= Jamie Mott =

Australian jockey

Jamie Mott (born 1988) is an Australian jockey based in Victoria.

Mott comes from a horse-racing family. His father, Daryl Mott, was a jockey in Victoria, his grandfather Des was a jumps jockey, and his grandmother Janet Mott was a trainer at Geelong. Jamie began his career apprenticed to Janet. Daryl's last winner as a jockey was Toy Machine, trained by Janet, at a meeting at Mortlake in July 2003; Toy Machine was Jamie's first winner, at Colac in January 2004.

Mott is tall for a jockey, at 181 cm (5 feet 11 inches), and has sometimes had trouble keeping his weight down, which has led to periods when he has been unable to ride in flat races.
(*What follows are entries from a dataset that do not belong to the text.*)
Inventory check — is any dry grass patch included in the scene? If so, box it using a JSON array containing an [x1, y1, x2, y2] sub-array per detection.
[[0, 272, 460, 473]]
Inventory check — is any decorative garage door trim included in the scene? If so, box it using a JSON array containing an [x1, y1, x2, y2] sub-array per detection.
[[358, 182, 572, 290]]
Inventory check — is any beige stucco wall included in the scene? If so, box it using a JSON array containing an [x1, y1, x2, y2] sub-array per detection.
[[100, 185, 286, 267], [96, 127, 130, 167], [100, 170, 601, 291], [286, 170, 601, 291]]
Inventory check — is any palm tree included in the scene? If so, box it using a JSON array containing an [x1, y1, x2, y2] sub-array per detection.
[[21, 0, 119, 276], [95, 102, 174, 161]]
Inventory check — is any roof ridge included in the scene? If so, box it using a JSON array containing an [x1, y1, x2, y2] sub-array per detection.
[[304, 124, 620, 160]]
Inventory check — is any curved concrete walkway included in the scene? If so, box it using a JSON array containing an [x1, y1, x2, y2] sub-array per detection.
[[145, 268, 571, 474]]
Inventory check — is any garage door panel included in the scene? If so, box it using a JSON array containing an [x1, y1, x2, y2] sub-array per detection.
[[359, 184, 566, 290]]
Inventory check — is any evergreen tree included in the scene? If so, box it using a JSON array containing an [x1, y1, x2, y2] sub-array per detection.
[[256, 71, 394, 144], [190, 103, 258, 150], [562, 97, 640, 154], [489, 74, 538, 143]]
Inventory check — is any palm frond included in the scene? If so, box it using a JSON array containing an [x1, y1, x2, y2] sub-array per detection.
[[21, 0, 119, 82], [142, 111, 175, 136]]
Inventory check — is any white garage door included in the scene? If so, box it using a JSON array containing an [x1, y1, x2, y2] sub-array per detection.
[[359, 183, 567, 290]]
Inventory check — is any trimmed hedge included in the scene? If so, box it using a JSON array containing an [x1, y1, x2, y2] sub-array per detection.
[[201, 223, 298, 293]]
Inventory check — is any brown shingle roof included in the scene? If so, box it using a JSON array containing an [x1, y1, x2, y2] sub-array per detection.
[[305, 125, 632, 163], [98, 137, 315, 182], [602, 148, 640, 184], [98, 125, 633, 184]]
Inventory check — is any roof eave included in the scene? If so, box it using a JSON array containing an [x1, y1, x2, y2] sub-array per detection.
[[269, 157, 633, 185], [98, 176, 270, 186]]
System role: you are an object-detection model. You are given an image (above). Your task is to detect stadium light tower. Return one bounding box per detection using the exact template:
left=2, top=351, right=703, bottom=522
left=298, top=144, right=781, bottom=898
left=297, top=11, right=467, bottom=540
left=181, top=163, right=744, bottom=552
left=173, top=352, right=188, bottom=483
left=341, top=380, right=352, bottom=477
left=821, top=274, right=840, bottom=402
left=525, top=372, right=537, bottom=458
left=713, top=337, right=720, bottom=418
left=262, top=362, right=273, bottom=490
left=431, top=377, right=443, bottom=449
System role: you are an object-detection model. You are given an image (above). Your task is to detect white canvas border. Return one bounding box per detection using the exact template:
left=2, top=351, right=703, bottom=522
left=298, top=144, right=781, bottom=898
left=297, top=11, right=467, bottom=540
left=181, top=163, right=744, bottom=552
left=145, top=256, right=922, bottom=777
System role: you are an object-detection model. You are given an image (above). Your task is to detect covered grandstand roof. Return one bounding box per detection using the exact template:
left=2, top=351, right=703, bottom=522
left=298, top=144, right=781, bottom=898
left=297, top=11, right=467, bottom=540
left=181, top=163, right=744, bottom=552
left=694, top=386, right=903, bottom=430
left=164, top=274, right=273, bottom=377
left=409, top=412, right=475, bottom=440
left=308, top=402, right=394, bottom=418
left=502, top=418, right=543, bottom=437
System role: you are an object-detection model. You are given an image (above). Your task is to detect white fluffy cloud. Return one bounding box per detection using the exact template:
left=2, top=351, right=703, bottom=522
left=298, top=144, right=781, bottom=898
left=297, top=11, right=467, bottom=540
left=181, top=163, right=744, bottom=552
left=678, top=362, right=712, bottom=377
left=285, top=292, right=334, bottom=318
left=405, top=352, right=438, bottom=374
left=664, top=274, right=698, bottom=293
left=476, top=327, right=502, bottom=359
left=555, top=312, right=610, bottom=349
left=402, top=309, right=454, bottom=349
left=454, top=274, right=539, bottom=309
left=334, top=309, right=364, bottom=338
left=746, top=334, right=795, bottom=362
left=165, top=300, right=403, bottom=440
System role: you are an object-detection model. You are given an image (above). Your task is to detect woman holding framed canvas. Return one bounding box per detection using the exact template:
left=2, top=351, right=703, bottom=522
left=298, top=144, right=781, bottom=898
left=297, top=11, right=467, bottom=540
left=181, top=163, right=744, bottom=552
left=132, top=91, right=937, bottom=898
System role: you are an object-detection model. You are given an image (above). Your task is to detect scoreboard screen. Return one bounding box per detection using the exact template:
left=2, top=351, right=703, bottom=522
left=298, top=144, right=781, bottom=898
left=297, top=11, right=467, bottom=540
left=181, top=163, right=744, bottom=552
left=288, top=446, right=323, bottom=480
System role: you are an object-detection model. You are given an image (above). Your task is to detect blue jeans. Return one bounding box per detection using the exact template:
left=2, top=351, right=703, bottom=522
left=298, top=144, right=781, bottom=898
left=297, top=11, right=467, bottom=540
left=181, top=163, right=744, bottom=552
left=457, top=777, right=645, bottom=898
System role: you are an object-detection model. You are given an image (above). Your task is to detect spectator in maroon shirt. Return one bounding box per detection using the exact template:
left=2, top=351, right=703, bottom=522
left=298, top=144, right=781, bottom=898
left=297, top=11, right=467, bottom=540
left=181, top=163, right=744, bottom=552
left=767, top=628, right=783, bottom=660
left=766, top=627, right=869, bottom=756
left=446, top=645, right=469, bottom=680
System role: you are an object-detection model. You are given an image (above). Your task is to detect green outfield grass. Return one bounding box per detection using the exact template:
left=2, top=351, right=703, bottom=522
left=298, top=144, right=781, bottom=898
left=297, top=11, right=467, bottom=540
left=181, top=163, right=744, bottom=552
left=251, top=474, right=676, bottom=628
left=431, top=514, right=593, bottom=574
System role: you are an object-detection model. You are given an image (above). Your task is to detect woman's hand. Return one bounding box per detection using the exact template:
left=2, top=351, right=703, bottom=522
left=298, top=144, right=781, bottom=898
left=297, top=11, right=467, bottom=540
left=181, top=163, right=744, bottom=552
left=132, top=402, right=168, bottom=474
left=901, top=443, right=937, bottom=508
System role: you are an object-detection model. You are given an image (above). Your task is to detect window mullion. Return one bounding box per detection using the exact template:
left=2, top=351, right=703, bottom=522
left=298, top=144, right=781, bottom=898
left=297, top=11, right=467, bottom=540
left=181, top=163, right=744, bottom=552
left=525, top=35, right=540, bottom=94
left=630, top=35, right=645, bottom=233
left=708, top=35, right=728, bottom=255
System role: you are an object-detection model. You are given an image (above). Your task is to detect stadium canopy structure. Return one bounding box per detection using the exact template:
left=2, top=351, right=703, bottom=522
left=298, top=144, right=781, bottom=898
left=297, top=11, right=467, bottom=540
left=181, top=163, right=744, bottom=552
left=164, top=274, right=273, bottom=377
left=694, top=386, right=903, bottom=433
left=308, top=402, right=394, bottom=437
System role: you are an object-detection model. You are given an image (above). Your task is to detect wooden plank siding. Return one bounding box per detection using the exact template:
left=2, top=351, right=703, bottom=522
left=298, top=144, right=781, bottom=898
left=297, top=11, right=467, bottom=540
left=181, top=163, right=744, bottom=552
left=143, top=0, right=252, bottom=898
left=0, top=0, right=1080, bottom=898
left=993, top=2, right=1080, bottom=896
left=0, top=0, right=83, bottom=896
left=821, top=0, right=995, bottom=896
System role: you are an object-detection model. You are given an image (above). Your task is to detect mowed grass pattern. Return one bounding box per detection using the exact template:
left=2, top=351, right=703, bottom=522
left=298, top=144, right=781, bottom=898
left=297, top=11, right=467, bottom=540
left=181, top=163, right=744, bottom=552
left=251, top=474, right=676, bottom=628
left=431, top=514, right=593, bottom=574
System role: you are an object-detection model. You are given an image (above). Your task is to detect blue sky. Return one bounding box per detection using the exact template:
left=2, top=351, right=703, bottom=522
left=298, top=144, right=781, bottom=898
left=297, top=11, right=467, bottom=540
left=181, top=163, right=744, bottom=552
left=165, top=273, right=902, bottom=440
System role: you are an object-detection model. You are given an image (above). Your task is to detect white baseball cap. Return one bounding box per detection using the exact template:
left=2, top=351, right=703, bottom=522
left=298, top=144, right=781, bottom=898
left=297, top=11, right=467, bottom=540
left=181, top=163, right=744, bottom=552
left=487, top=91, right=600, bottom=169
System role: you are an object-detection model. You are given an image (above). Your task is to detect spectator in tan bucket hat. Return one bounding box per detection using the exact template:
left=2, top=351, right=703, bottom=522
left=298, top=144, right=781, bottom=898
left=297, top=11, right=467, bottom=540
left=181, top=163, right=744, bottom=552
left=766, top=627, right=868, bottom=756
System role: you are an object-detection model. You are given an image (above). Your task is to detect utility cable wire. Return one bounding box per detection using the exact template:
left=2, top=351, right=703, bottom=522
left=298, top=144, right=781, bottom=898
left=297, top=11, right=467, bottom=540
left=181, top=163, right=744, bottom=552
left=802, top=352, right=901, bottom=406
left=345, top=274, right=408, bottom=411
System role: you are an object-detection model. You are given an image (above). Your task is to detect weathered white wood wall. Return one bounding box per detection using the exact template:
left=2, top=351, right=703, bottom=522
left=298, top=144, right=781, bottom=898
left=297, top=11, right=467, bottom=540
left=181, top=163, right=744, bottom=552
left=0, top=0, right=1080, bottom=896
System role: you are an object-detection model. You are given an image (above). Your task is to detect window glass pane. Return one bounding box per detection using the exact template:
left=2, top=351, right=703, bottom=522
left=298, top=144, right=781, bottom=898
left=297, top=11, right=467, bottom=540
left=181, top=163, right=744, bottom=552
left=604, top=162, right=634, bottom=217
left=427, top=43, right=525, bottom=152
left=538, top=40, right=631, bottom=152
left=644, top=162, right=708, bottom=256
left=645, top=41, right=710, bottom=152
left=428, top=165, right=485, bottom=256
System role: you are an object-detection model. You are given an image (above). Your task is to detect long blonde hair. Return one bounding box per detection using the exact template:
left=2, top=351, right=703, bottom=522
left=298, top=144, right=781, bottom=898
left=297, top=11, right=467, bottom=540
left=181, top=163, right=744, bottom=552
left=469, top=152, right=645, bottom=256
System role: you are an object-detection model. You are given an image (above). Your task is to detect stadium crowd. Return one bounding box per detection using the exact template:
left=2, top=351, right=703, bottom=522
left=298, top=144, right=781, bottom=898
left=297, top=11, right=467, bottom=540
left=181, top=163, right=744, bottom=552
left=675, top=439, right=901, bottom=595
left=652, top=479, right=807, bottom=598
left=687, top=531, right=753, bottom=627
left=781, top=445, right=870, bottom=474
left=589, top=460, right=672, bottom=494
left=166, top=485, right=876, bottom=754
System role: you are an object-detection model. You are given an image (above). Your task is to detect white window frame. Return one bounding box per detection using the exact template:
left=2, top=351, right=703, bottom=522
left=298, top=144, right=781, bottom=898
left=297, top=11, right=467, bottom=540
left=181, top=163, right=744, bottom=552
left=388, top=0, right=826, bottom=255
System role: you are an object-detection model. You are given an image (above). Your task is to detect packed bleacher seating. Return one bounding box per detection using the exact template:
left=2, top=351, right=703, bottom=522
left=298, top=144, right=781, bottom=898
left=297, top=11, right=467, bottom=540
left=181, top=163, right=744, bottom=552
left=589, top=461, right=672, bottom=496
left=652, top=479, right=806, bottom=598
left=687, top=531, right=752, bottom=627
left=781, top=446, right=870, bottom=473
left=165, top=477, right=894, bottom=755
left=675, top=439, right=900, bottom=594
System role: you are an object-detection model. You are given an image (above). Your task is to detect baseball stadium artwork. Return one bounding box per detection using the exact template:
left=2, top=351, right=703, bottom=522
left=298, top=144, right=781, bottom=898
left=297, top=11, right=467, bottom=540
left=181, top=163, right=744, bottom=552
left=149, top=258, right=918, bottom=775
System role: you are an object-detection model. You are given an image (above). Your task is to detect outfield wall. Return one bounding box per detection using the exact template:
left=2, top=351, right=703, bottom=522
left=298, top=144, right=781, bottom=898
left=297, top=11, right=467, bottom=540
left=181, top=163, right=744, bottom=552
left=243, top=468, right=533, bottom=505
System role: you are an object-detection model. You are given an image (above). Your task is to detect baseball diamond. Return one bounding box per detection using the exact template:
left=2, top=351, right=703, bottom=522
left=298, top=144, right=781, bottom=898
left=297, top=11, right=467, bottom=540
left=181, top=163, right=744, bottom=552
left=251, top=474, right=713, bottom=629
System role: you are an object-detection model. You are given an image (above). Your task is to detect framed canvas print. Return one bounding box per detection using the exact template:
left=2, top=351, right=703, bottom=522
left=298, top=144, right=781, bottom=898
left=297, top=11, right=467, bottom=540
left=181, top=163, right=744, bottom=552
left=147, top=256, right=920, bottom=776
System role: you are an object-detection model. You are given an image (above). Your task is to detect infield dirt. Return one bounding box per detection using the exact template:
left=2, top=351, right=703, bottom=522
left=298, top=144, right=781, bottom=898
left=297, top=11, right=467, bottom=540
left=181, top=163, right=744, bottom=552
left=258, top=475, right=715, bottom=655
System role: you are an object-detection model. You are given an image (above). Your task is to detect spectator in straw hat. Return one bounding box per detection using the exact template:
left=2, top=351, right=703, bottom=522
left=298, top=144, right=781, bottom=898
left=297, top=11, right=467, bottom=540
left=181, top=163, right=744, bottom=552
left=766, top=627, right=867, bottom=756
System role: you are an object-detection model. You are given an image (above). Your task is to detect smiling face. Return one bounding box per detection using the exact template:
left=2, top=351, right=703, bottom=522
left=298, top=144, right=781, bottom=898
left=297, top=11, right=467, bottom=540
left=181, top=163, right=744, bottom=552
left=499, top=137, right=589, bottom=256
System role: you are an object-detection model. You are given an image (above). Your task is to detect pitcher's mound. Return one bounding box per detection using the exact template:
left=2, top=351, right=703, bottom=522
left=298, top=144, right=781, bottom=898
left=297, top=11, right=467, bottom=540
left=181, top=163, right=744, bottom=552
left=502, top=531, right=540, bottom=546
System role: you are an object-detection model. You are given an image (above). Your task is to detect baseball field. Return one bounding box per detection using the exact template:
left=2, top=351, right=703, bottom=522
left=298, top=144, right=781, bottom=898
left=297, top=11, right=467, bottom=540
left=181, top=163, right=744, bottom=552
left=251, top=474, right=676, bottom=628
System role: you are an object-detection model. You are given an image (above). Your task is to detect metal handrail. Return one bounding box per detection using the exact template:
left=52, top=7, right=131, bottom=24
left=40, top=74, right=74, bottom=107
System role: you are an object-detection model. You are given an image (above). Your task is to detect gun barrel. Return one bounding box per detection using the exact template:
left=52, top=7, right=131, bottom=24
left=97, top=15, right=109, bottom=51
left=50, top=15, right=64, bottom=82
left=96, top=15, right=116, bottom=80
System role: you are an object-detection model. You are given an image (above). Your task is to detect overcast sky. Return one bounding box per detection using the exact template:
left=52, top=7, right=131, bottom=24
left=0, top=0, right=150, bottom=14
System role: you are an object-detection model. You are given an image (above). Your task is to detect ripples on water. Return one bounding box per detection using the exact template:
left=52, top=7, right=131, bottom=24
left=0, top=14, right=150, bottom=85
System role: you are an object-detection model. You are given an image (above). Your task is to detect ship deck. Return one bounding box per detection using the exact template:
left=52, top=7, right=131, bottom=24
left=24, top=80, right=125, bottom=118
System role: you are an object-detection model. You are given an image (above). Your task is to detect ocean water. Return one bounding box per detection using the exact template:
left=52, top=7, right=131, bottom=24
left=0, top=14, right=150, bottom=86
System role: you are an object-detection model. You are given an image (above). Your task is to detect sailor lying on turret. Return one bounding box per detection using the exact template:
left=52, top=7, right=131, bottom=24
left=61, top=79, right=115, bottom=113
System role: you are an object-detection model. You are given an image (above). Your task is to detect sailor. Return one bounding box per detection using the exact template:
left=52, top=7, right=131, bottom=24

He has sometimes ridden in jumps races. Since his marriage to Carol-Anne Brassil, from Ireland, and the birth of their two sons, he has kept a steady 56 kilograms riding weight, but he has been able to get down to 54.5 kilograms.

Mott rode his first Group One winner in the 2022 Sir Rupert Clarke Stakes on Callsign Mav and his second on Roch 'N' Horse in the Champions Sprint a few weeks later. He won the Victorian Jockeys' Premiership in 2025-26 with 128 winners. As of late August 2026, he has ridden 1,791 winners, including four in Group One races.